By: Simon Weaver, Global Head of ESG Advisory at KPMG International
The global push for sustainability is facing a critical moment in history. Shifting political landscapes and pervasive uncertainty is significantly escalating the risk of a disorderly transition towards a sustainable future.
In recent months we’ve witnessed a flurry of regulatory activity, from the EU omnibus announcement to new ISSB-aligned standards in Asia. Yet, this progress is juxtaposed with the profound shift in the US towards potential deregulation. This diverging regulatory environment creates a complex and unpredictable backdrop for businesses.

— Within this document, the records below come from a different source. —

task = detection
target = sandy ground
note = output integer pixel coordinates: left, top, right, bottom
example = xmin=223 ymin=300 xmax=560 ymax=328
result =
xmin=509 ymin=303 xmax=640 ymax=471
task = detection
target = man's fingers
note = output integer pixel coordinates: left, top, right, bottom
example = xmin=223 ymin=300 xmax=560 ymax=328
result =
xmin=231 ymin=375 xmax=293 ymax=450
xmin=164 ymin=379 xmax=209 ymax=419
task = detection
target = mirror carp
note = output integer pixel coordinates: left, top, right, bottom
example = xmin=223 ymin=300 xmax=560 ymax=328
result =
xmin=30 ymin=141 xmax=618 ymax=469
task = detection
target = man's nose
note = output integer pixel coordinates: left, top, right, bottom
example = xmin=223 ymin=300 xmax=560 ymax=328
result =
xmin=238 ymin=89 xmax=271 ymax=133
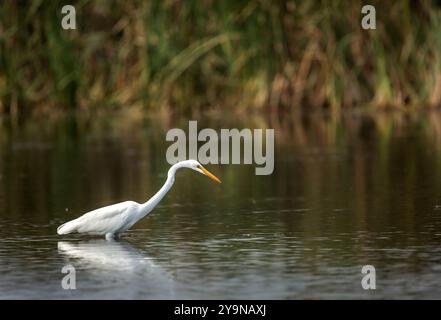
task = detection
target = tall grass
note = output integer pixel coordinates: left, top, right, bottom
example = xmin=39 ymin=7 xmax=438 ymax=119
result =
xmin=0 ymin=0 xmax=441 ymax=113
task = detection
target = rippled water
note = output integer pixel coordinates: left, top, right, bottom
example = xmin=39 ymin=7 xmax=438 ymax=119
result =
xmin=0 ymin=114 xmax=441 ymax=299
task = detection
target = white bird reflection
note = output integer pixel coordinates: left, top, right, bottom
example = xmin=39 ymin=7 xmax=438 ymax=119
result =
xmin=58 ymin=239 xmax=174 ymax=299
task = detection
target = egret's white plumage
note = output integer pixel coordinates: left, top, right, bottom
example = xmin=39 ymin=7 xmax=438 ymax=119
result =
xmin=57 ymin=160 xmax=220 ymax=239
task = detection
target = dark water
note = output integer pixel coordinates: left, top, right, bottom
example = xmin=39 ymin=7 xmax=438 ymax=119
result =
xmin=0 ymin=113 xmax=441 ymax=299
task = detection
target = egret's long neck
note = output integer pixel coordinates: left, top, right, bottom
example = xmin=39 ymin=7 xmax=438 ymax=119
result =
xmin=140 ymin=165 xmax=178 ymax=217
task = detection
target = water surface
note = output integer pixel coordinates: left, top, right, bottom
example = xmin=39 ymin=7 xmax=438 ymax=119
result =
xmin=0 ymin=113 xmax=441 ymax=299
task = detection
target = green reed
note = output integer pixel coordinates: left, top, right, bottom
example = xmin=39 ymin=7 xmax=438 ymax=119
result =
xmin=0 ymin=0 xmax=441 ymax=114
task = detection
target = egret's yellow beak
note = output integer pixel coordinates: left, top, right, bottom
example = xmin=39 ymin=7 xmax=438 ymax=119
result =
xmin=200 ymin=167 xmax=222 ymax=183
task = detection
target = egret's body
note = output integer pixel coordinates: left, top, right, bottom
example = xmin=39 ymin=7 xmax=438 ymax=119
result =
xmin=57 ymin=160 xmax=220 ymax=239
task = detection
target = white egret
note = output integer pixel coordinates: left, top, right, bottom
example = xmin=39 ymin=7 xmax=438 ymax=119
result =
xmin=57 ymin=160 xmax=221 ymax=240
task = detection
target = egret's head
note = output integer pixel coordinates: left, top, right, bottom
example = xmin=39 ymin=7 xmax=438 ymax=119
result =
xmin=184 ymin=160 xmax=222 ymax=183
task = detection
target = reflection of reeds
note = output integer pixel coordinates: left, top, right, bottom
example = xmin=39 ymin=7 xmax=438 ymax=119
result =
xmin=0 ymin=0 xmax=441 ymax=113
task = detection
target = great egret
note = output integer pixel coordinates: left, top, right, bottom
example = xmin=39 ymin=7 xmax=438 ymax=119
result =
xmin=57 ymin=160 xmax=221 ymax=240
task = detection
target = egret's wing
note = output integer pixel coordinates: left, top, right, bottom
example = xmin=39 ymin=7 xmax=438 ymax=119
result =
xmin=57 ymin=201 xmax=136 ymax=234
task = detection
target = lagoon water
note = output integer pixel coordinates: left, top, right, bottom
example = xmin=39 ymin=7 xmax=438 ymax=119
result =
xmin=0 ymin=113 xmax=441 ymax=299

While many CEOs initially embraced the climate crisis as a challenge to lean into, the stark commercial realities of achieving ambitious net-zero targets have led to a noticeable corporate retreat. Fear of negative consequences for being perceived as a leader in a non-commercial position is causing businesses to “lean out” from their commitments.
This hesitation is compounded by a disconnect in current approaches. Measures like the focus on Scopes 1, 2, and 3 emissions, and even the term “net zero” itself, may inadvertently be slowing genuine decarbonization. Companies often spend more time debating emissions they cannot control rather than investing in actions with tangible impact. Real progress demands that executives collaborate with political leaders and governments to resolve the macro policy gaps that span multiple industries, rather than leaving businesses to navigate a fragmented landscape alone.
In my daily interactions with corporate leaders and regulators, I’ve witnessed two distinct scenarios starting to play out and increasingly becoming embedded in strategy. Firstly, companies often pursue “low-hanging fruit” for quick wins, which fails to move the dial meaningfully. Secondly, many are leaving crucial action to the public sector and regulators, neglecting the collaborative dialogue needed for achievable and beneficial targets.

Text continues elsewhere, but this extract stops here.